Saturday, January 29, 2022

COMMODORE by Philip Fracassi

I went into this prepared for a Stephen King-inspired coming-of-age drama laced with horror tones similar to Hearts in Atlantis or The Body, with its 1950’s small-town setting, and a story about a group of curious boys looking for adventure. What I did not expect was a mysterious and disturbing horror of haunting imagery, body trauma that will make you cringe, and inexplicable cosmic occurrences. 

The novella follows five young friends in the fictional town of Sabbath who head to a vast junkyard to find a fabled black car that’s become a town legend. The story is well-written and quick and easy to read, but what’s really exciting is realizing that this is one smaller story in a bigger mythos that Fracassi is building with the town of Sabbath. While the story here is creepy on its own, the hints at deeper horrors in the town were even more unsettling to me. Even at the beginning of this book, you get a sense that something isn’t quite right in this small town. And are the residents aware? Are they okay with this? Do they even have a choice?

And discerning Fracassi readers will recognize that the events in this story were referenced in the first Sabbath short story, “Soda Jerk,” which can be found in his latest collection, Beneath A Pale Sky, or as a bonus story at the end of his novella Shiloh

GRADE: B+

MAN DOWN by Roger Smith

Roger Smith is known for his brutal, grim, violent crime novels and Man Down might be one of his most nihilistic and that’s saying a lot. This suspenseful thriller uses a home invasion story as its basis, but it expands in surprising ways until you get a stronger sense of what sins of the past have influenced the attacks on John Turner, his wife Tanya, and his daughter Lucy, South Africans who emigrated to the U.S. and found some success. 

The first thing that struck me was how “off” Smith’s writing felt compared to his other work. It came off to me as a bit wordy, with constant run-on sentences that felt a little lofty and pretentious, very different from my experience with other novels by Smith. I was also a little turned off by the non-linear structure, which normally I don’t have a problem with, but it felt like it distracted from the story and there was no rhyme or reason when certain storylines and timelines were paired. 

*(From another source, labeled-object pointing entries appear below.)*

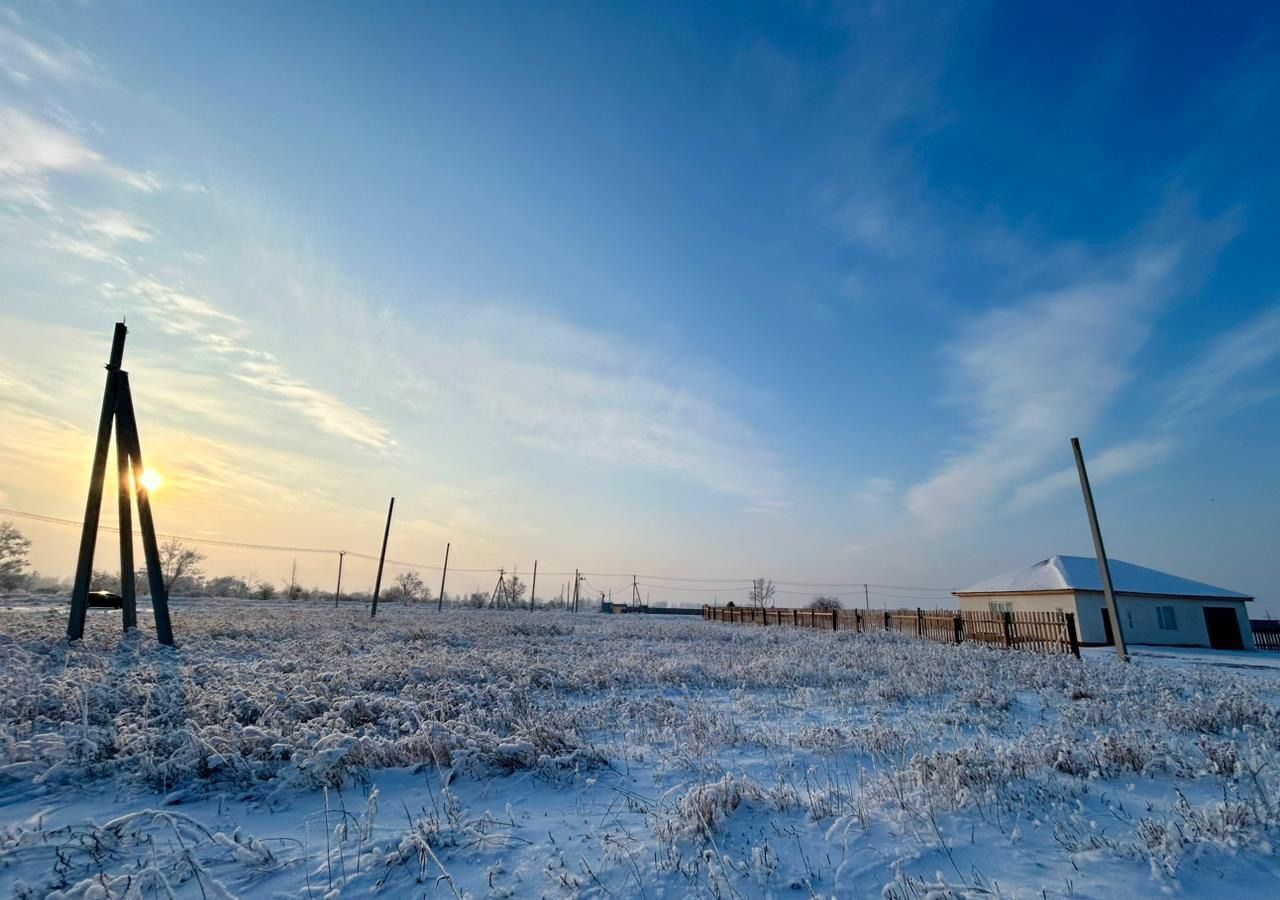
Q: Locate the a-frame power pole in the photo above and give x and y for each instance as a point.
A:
(118, 411)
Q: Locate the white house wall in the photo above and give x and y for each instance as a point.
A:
(1138, 615)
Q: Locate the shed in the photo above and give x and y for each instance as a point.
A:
(1155, 607)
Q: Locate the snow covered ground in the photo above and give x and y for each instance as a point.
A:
(298, 750)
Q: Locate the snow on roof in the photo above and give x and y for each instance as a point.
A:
(1075, 572)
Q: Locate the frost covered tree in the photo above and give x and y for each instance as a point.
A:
(516, 590)
(179, 563)
(14, 547)
(410, 588)
(762, 593)
(103, 580)
(293, 590)
(227, 585)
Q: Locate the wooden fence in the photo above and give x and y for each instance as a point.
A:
(1041, 631)
(1266, 634)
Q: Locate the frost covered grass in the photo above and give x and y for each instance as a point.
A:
(304, 750)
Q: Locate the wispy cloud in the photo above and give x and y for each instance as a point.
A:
(23, 59)
(1032, 374)
(32, 149)
(568, 391)
(321, 409)
(117, 225)
(1111, 462)
(1230, 356)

But ultimately, the story did click for me halfway through. Smith really brought it home by the end and I was actually pretty satisfied. There are hardly any redeeming characters (even John our protagonist was pretty reprehensible), but I was riveted for the last half of the book once it all started coming together. 
He felt a moment of powerful vertigo, a curious lurching, like an elevator coming suddenly uncoupled from his winding drum, and, despite clenching his fist, jaw, and asshole, the feeling persisted, as if something so deep within his being that he had become aware of it only by its absence had broken its tether and was now lost to him forever.

GRADE: B-



SLOW DOWN by Lee Matthew Goldberg

This novel is sold as a tense noir in the same vein as a classic James M. Cain novel with a successful filmmaker recounting his cutthroat rise to fame by stealing his mentor’s film and wife. It had some potential but ultimately, there’s not enough there to really live up to its hype and promise. 

The characters aren’t nearly as compelling as they should be and once the lumbering plot gets going about halfway through, it proves to be barely existent beyond a maddeningly basic noir skeleton that can be summarized in a couple of sentences. The entitled asshole protagonist got on my nerves and the femme fatale was completely without nuance. And the ending…goodness, what a timid cop-out that doesn’t at all stand up to the stories that it professes to be influenced by. 

GRADE: D


THE ODDS by Jeff Strand

I wonder what Jeff Strand thinks of Squid Game

This book by Strand, released a year before the popular Netflix show, is a cautionary tale following a gambling addict who is presented with a game with odds so good that it would be silly to turn it down. But then as the rounds to the game go on, the stakes become a lot higher! I‘m starting to think that Strand is incapable of writing a bad story. At the very least they’re all very entertaining and this one is no different. As a matter of fact, this one might be one of his most entertaining as our hero digs himself deeper into the game until we ask ourselves if it’s even possible to win. On paper, it works as a great thriller but it’s really all Jeff Strand in all his audacity. All the background and characters behind the game are so ridiculous but done with such conviction that only Strand is capable of. I finished the book wanting to know more and wishing that it was a hundred pages longer.